Brazil: Draft Computer Crime Bill
07 Sep 2012
In July 2012, ARTICLE 19 analysed the draft Bill PLC35/2012 of Brazil (the Draft Bill). The Bill has been proposed by Deputy Paulo Teixeira and others (hence, it has also been referred to as “Teixeira Bill”) as an alternative to the Cybercrime Bill, which received significant criticism from civil society organisations for its disproportionate criminalization of “everyday” internet use. ARTICLE 19 analysed the Cybercrime Bill in January 2012, stating that a number of its provisions violated international standards on freedom of expression and information.
This analysis applies the same standards to Deputy Teixeira’s alternative Bill and makes recommendations for strengthening its human rights protection.
ARTICLE 19 welcomes the spirit and intent of the Bill to limit the application of the criminal law to computer-related activities.
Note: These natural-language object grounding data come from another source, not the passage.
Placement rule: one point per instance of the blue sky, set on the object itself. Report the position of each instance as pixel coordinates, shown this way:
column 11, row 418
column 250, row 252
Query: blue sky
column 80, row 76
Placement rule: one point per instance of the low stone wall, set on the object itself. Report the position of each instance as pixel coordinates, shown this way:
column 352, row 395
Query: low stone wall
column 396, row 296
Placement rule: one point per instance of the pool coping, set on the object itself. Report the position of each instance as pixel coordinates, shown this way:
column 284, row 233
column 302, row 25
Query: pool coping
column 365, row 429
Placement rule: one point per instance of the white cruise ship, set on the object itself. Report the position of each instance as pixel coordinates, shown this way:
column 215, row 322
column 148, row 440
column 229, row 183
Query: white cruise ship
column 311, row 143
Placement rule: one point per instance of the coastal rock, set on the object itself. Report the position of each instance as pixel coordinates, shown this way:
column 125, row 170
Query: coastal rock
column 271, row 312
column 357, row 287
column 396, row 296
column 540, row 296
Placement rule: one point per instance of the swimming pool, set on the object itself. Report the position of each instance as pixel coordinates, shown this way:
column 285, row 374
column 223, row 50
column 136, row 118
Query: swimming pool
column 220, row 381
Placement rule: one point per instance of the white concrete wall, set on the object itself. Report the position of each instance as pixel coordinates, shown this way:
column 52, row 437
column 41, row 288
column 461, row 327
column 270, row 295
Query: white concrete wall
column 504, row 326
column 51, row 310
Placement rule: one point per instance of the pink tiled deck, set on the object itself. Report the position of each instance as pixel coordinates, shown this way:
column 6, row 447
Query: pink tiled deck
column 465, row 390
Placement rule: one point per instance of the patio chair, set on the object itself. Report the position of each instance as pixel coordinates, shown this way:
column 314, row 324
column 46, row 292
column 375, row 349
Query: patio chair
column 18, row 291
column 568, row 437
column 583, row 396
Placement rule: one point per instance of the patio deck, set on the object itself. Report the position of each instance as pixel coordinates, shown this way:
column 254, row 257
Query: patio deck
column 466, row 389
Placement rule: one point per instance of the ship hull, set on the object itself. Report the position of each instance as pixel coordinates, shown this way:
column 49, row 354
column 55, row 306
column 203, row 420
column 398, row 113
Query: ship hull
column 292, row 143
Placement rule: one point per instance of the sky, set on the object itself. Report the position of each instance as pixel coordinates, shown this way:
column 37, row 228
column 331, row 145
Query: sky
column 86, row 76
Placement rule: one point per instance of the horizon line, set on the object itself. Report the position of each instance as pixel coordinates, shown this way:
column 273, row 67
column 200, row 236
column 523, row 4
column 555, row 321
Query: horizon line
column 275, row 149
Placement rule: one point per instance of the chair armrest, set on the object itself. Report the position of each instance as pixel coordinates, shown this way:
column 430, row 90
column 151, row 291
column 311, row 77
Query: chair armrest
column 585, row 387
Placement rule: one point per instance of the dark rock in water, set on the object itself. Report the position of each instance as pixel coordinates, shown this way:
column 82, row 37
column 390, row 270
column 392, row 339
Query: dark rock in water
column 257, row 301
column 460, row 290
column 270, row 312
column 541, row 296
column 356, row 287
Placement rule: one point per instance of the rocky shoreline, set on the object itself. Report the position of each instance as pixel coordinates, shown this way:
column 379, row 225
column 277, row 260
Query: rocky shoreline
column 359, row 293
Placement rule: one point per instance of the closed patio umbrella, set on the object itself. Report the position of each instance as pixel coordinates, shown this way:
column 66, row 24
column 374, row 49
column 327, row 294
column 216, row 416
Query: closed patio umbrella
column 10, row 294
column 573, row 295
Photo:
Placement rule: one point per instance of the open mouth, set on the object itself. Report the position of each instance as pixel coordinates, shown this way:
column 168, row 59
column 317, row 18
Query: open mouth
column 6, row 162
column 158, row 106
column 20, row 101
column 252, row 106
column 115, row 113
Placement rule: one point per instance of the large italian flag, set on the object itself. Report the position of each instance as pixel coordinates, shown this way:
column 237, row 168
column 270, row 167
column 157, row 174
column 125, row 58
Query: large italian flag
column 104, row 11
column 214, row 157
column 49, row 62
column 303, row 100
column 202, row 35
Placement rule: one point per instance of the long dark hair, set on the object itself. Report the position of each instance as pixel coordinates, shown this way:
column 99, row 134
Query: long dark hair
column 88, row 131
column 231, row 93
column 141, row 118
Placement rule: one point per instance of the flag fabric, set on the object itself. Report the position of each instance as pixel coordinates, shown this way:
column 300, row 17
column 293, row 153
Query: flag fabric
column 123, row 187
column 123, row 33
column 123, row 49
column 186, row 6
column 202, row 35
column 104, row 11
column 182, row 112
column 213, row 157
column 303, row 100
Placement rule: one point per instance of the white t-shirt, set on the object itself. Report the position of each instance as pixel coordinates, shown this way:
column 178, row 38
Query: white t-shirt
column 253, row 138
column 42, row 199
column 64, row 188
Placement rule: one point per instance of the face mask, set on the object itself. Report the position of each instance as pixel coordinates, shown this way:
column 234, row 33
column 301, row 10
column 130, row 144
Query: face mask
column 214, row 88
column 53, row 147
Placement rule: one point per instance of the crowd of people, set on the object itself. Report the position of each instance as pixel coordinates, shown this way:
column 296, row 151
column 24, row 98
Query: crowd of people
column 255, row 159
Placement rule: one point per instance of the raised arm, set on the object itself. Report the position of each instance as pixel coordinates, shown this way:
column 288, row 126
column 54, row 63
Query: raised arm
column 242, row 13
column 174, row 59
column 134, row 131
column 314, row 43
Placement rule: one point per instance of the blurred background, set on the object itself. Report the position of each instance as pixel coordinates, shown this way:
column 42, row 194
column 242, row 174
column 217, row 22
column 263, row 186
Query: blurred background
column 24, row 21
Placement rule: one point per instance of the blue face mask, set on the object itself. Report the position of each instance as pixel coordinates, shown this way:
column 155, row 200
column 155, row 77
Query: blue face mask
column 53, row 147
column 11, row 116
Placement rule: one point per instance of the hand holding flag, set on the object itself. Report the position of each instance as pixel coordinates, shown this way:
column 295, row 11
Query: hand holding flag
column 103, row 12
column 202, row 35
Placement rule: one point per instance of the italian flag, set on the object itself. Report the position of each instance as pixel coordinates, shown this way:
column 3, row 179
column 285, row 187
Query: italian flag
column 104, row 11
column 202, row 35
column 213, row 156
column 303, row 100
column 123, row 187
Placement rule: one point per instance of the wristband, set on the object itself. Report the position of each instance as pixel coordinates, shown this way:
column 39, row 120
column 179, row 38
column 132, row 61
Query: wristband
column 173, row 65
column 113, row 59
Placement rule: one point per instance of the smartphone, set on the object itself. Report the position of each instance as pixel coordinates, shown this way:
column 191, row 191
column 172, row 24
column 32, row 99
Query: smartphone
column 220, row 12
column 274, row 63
It is also positive that the drafters of the Bill recommend that any new laws should only be enacted after the adoption of the Civil Rights Framework for the Internet in Brazil (also previously analysed by ARTICLE 19). We are also pleased that intention is an ingredient of the index offence. However, there are various shortcomings in the Bill that need to be addressed in order to make it compliant with international standards on freedom of expression and information.
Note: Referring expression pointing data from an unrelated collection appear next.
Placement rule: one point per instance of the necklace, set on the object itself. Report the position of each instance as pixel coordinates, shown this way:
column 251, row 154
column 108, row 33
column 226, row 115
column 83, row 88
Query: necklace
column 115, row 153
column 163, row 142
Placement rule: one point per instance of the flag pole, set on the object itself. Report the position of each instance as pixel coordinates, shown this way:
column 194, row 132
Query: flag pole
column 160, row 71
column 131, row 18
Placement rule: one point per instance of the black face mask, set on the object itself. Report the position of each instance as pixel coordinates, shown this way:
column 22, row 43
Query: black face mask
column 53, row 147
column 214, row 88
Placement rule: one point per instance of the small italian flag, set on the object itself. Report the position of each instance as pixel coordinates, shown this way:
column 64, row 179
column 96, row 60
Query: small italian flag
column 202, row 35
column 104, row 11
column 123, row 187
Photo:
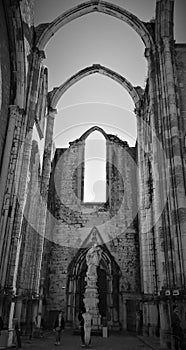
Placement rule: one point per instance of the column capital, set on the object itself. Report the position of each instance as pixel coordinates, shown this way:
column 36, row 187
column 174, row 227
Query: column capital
column 52, row 111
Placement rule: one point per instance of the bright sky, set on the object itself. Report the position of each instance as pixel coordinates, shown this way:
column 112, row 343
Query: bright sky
column 98, row 38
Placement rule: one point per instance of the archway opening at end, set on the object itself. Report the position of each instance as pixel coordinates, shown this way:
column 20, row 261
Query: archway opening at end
column 95, row 168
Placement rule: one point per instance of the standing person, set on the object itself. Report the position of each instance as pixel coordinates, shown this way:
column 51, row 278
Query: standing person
column 87, row 326
column 59, row 326
column 177, row 329
column 81, row 322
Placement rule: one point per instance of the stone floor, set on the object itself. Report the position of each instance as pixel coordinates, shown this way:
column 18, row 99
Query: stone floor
column 116, row 341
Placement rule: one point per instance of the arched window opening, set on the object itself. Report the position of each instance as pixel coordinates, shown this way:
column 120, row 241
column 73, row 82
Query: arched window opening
column 95, row 168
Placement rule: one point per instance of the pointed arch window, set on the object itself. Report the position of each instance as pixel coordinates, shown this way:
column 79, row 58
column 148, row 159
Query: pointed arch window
column 95, row 168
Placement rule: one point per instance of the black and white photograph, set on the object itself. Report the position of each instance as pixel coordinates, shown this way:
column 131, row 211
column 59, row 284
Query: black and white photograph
column 93, row 174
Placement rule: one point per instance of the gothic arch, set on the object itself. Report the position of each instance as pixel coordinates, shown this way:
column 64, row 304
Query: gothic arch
column 55, row 95
column 76, row 274
column 46, row 30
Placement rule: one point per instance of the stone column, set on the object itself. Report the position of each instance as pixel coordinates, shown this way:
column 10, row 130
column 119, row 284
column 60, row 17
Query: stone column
column 44, row 195
column 91, row 300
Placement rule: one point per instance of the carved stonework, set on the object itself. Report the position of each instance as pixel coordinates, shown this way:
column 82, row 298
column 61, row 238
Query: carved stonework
column 91, row 298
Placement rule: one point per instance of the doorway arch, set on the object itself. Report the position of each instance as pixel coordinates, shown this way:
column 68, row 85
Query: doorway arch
column 46, row 31
column 108, row 287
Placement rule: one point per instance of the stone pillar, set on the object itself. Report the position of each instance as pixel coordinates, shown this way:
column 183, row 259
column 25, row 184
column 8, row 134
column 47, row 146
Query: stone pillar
column 165, row 328
column 91, row 300
column 43, row 205
column 125, row 314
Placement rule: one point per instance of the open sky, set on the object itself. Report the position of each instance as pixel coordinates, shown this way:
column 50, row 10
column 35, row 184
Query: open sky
column 98, row 38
In particular, ARTICLE 19 is concerned that the Bill fails to provide definitions of key legal and technical elements of the offences. The Bill does not require the proof of any harm as an element of the offence of obtaining or using ‘secret information’: nor does it provide for a public interest defence in relation this offence, which, in our view, is a major weakness of the Bill. Furthermore, ARTICLE 19 considers that increased penalties for offences committed against public officials are wholly unjustified. ARTICLE 19 urges the drafters of the Bill and the Brazilian legislature to revise the Bill in order to comply with international standards on freedom of expression and information.
- Key legal and technical terms of the offence must be defined, either expressly in the Bill or by reference to other laws, in particular terms such as “data,”’ “security mechanisms” and “computer systems.”
- The Bill should require proof of harm arising out of the criminal activity, particularly in relation to offences involving the obtainment or dissemination of “secret information.”
- The Bill should provide for a public interest defence in relation to the “obtainment of secret information.”
- Penalties for offences should be clarified and should not include minimum mandatory sentences, which unduly constrain the judge at the sentencing stage.
- There should be no inequity in the penalties for offences committed against public officials as opposed to “ordinary” citizens.